Stan Bevers told beef producers at the Blackland Income Growth Conference that not only has drought forced large sell-offs of cattle down to the point of Texas inventory levels of 1959, but land fragmentation continually is taking away potential beef cattle production.
“When somebody sells 100 acres outside of Waco, who is buying it? Folks are using it for a lot more reasons than just cows,” Bevers said. “You’ve also got to factor in rising input prices. Land that’s being sold is not being bought by ranchers to run cows on.”
Overall, the outlook for cattle prices will continue an upward climb, a trend that could last for at least two more years, Bevers said, unless rain returns through the Midwest and the Dakotas.
“(Ranchers) there are making the same decisions we were making two years ago during the 2011 drought,” he said.
Feedlot capacity is approximately 38 million to 42 million calves with this year’s calf crop being (only) about 34 million head, Bevers said.
“Feedlots either pay high prices or they close down,” Bevers said. “We are going to continue to see this market contract. If you’ve got cows, hold onto them. You aren’t going to get just decent prices, but good prices as a result of our supply situation.”
Bevers said rebuilding the nation’s beef cattle herd has not begun.
“We aren’t done going down yet,” he said. “We’ve got 29.3 million female cows and 34 million calves. We’ve seen very little indication that heifers are being held back even though the recent cattle inventory report showed retention in Texas. Most pastures have not recovered enough yet to sustain increased numbers.”
He said retail beef prices will likely continue to move higher and that’s going to test what price consumers will pay.
“We have many (cattle producers) scratching their heads, asking themselves, ‘am I going to buy replacement heifers?’” he said.
What has happened is a floor price was put in the replacement heifer market by feedlots needing cattle, Bevers said. That floor price is approximately $1,100 a head. If a rancher wants to purchase replacement heifers, then the price will go up depending upon conditions such as color, quality, conformation, etc.
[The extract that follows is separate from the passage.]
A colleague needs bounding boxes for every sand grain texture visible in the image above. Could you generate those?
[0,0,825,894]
“The question a lot of folks are asking when paying $1,100 or more for replacements is, ‘will it work?’” Bevers said.
He said producers have to take into account the annual net income over the years of life of the cow and the value of the cow at the end of her life.
“Hopefully each year, the calf value is worth more than the expenses you (paid) to maintain her,” he said.
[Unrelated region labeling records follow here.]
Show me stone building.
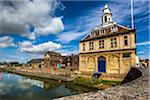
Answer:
[44,51,79,69]
[26,59,44,68]
[62,54,79,70]
[79,4,136,74]
[44,51,62,68]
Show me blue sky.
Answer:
[0,0,150,62]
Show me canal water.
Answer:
[0,72,96,100]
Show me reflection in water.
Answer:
[0,73,96,100]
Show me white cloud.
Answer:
[19,41,61,54]
[136,41,150,46]
[0,0,64,39]
[0,36,15,48]
[56,31,87,43]
[57,0,147,43]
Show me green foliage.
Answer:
[99,80,121,86]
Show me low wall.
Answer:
[55,68,149,100]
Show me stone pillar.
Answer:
[95,55,98,71]
[118,53,122,74]
[106,54,109,73]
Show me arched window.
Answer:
[105,16,107,22]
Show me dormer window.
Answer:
[105,16,107,22]
[91,32,95,37]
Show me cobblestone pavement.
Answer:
[57,68,150,100]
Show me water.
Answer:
[0,72,96,100]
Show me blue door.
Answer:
[98,56,106,72]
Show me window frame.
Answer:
[99,39,105,49]
[89,41,94,50]
[123,35,129,46]
[110,37,117,48]
[82,43,85,51]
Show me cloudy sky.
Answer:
[0,0,150,62]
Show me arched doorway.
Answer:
[98,56,106,72]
Bevers said according to Standardized Performance Analysis data, it costs $594.78 annually to maintain a cow. Using this cost figure, and assuming average production for the next seven years, Bevers analyzed what a rancher could afford to pay for a four-year-old bred cow today.
“Each year of the cow’s life, varying net incomes would be received based on the productivity level of the cow, calf prices, and the annual maintenance costs for the cow,” he said. “As an example, in 2013, the cow would generate a net income of $404 based on the costs to keep her, the price of the calf sold, and the fact that she was already bred.”
However, in 2014, Bevers said a calf from that cow would net only $155 due to lower productivity, higher maintenance costs for the cow and lower calf prices. After seven years of varying net incomes and a useful life, the cow could be sold for a cull value of $900 assuming the female weighed 1,075 pounds and brought .83 cents a pound, he said. Given this seven-year net-income stream, the most a rancher could pay for a four-year bred cow today is $1,918.
“Your long-term investment is predicted to be zero,” Bevers said. “If you paid more than $1,918, given these assumptions, you would lose money on your long term investment.”
Bevers said the breakeven would be after calculating depreciation, annual maintenance cost over the life of the cow and other expenses.
Overall, Bevers said cattle prices are projected to continue an upward climb based on fewer cows.
“The probability is very high that we will have high prices for the next two years,” he told attendees.